予告をするほど大したことは書けないんですが・・・
久しぶりで「小説風幻想」を出そうかな~って思います。

前からの読者の方は、覚えてあるでしょうか?
去年「崖の上のポニョ」を見に行った時、物語を見ながらも、亀ちゃんがいたらな・・・で、お話が沸いてきて、携帯にポチポチしながら見ちゃってたんです。
だから、「ちっぽけな偶然」や、「月光」みたいに、気持ち丸ごと込めて書いた!って感じじゃなくて。
短い、ちょっとしたエピソードです。

しばらくして書き上げたけど、まだポニョがロングランで続いてて。
あらすじ的には、映画のストーリーの流れに沿っている部分が多く、映画を今から見る人や、映画に対しても、ネタバレになるようなことをしたくなくて、とにかく上映が終わってからに出そうって思ってたんです。
でも、かなりのロングランで、そのうちに亀ちゃんが雫になって。

私って、亀ちゃんが何者かを演じてる時、その感想とか書いてくと、入り込みすぎちゃうのよね・・・
だから、疲れるし、そのほかのシチュエーションに亀ちゃんを置くなんて出来なくなっちゃう。
だから、また後回しになりました。

何かの記念日にでも・・・と思ったけど、ライブが始まる前に出したくなったから。
だから、泣き言みたいなこと書いても、拍手を下さる方たちへのお礼にって、そうすることにしました。

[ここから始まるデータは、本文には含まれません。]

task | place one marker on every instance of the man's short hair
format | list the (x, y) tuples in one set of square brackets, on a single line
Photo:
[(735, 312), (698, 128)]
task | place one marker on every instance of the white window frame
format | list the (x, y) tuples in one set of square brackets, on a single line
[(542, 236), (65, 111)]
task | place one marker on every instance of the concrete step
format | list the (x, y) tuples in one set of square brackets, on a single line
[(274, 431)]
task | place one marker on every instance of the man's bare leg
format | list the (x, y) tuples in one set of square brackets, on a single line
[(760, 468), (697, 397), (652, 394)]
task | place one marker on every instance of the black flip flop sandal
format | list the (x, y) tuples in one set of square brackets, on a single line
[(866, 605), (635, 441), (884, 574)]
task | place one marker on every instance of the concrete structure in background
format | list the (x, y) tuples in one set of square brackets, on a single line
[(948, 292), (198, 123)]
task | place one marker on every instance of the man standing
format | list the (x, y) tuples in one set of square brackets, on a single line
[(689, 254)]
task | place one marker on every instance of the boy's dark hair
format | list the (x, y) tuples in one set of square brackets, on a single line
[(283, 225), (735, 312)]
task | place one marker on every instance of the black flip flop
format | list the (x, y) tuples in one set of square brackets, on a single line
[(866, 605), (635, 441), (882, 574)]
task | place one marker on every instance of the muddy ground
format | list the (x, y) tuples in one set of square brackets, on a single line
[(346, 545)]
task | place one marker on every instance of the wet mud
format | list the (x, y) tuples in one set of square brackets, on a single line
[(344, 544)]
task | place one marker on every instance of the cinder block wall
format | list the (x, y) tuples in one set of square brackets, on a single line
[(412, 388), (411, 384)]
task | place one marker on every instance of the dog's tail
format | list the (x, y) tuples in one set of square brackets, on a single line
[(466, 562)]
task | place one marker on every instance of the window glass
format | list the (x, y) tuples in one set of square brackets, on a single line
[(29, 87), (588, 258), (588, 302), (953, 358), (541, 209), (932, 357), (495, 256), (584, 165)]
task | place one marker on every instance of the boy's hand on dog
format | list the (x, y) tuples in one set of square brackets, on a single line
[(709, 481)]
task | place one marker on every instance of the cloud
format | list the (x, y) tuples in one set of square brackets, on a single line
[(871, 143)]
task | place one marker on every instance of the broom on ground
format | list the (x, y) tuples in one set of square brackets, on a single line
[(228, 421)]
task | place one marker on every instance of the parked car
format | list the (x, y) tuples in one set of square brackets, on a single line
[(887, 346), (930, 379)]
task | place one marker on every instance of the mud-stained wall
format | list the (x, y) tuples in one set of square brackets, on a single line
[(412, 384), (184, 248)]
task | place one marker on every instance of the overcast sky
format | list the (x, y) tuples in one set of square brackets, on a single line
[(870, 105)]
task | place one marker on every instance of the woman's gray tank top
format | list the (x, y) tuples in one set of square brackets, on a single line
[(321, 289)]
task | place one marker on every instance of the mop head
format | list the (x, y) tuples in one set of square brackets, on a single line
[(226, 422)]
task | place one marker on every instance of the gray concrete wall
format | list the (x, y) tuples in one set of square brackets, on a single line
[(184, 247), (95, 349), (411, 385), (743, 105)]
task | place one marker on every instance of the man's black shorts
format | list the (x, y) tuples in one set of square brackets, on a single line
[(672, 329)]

また、書き上げた時は、「かりん」じゃなく、「桜~sakura~」みたいに「私」であり「お前」だったんですが、こんなに何にも書いていないのに、いまだに私の小説を読み返してくださる方などがいらっしゃって、
「また二人の話を読ませてください」とお便りを頂いて。
それで、嬉しくなって、「かりん」に書き換えました。

そんな背景で生まれたお話です。




お話を書くときだけは、私の両手は「和也」と、キーボードをたたくことができます。
それが、入り込んだ心とともに、書くことの楽しみでもあります。

なにせ短いものなので、小出しになっちゃいますが、楽しんでいただけたら幸いです。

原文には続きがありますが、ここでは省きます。